The concept of shifting beliefs and interpretations is similar to concepts described in other settings, such as Thomas Kuhn's "Paradigm Shifts", Peter L. Berger and Thomas Luckmann's "Social Construction of Reality", Leon Festinger's "Cognitive Dissonance Theory", "Symbolic Interactionism", and non-stage-based developmental theories, such as the "Overlapping Wave Theory", due to Robert S. Siegler.
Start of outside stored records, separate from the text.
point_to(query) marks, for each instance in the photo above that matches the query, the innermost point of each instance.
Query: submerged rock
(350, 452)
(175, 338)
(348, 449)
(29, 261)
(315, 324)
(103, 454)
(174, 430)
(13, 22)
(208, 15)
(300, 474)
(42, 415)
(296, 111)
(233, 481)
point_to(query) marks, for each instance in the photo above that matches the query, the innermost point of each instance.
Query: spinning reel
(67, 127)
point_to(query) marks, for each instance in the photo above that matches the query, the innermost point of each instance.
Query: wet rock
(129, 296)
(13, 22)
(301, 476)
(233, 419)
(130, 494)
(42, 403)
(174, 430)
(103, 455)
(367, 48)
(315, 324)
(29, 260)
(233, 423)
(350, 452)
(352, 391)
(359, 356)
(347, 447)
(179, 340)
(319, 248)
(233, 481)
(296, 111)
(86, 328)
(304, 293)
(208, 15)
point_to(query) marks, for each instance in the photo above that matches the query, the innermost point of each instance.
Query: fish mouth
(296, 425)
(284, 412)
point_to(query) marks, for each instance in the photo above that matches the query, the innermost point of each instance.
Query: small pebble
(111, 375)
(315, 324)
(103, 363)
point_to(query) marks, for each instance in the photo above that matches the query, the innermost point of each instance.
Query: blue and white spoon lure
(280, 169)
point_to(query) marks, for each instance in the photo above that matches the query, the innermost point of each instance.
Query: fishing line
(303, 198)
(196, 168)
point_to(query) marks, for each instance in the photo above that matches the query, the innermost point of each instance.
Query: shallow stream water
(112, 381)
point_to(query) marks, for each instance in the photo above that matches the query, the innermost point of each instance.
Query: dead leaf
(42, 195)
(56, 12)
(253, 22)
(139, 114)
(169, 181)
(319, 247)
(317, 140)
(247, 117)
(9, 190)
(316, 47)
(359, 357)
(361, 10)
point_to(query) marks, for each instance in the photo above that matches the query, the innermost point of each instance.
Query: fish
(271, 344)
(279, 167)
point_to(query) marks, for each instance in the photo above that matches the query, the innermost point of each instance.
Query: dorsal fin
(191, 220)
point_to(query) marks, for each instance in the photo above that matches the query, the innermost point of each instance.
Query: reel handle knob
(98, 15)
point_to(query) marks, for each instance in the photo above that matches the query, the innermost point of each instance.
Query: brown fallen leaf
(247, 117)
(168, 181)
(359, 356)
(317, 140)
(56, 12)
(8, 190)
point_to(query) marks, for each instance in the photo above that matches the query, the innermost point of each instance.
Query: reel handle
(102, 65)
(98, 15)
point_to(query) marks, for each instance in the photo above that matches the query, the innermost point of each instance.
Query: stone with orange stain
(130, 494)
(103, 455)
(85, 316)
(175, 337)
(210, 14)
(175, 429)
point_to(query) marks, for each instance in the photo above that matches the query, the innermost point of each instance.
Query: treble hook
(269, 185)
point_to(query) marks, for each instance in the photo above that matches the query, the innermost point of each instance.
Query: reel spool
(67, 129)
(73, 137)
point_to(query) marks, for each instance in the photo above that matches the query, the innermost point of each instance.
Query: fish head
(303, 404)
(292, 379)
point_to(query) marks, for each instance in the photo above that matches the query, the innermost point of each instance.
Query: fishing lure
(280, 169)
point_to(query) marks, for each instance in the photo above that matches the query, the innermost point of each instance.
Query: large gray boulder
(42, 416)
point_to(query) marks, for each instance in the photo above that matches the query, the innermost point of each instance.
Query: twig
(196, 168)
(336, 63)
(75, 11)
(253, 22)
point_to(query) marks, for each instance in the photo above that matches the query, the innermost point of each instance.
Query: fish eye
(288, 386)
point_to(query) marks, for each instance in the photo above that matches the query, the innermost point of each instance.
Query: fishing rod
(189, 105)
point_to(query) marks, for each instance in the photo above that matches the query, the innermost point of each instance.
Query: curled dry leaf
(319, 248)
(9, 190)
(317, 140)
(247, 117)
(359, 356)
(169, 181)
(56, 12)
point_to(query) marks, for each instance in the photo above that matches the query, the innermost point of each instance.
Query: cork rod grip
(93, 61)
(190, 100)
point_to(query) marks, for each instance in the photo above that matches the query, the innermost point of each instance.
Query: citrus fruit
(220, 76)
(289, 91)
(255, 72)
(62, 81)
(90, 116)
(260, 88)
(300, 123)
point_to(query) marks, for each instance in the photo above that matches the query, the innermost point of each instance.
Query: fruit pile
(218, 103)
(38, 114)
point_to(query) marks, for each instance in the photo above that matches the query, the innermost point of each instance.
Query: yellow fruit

Although the interpretive drift was intended to describe a feature of human cognition, it has parallels in Artificial Intelligence, especially regarding how machine learning (ML) models adapt slowly with experience, and specifically "Concept Drift" which shares with interpretive drift the core idea of gradual change over time, and the processes by which a starting point or understanding evolves due to new influences. ML models are trained on a specific set of data, and if the real-world data (on which predictions are made) begins to drift from the training data's distribution, the model's performance can degrade.